Des qualités intemporelles
Etre capable d’identifier les thématiques d’avenir, de vulgariser la science, de collaborer pour et avec plusieurs disciplines dans le cadre de grands projets: Paul Scherrer avait de nombreuses qualités qui continuent aujourd’hui d’être incarnées par le PSI. Comme lui à l’époque, l’institut qui porte son nom souffre aussi du manque de place à Villigen, en dépit d’un terrain qui a entre-temps atteint quelque 350 000 mètres carrés. L’institut abrite un centre de visiteurs avec des expositions interactives qui illustrent les questions auxquelles sont consacrés certains projets de recherche. Les scientifiques du PSI viennent aussi expliquer en personne les installations de recherche et leur travail.

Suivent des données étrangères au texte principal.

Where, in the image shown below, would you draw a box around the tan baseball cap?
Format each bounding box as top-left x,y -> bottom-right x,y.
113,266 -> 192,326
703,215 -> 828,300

Paul Scherrer serait ravi. Ce communicateur inspiré était en avance sur son temps. Aujourd’hui, on dirait de lui que c’était un excellent collecteur de fond, une qualité essentielle pour un bon chercheur en 2018. Certes, certains de ses sujets de prédilection ne sont plus guère d’actualité depuis que la sortie par étapes de la Suisse de l’énergie nucléaire a été décidée. Sa collaboration avec le Département militaire fédéral en tant que président de la Commission suisse d’étude pour l’énergie atomique apparaît problématique. En revanche, l’image qu’il avait de luimême, celle d’un scientifique tourné vers l’avenir, est intemporelle. Il ne faudrait pas réduire Paul Scherrer à certaines facettes de son travail.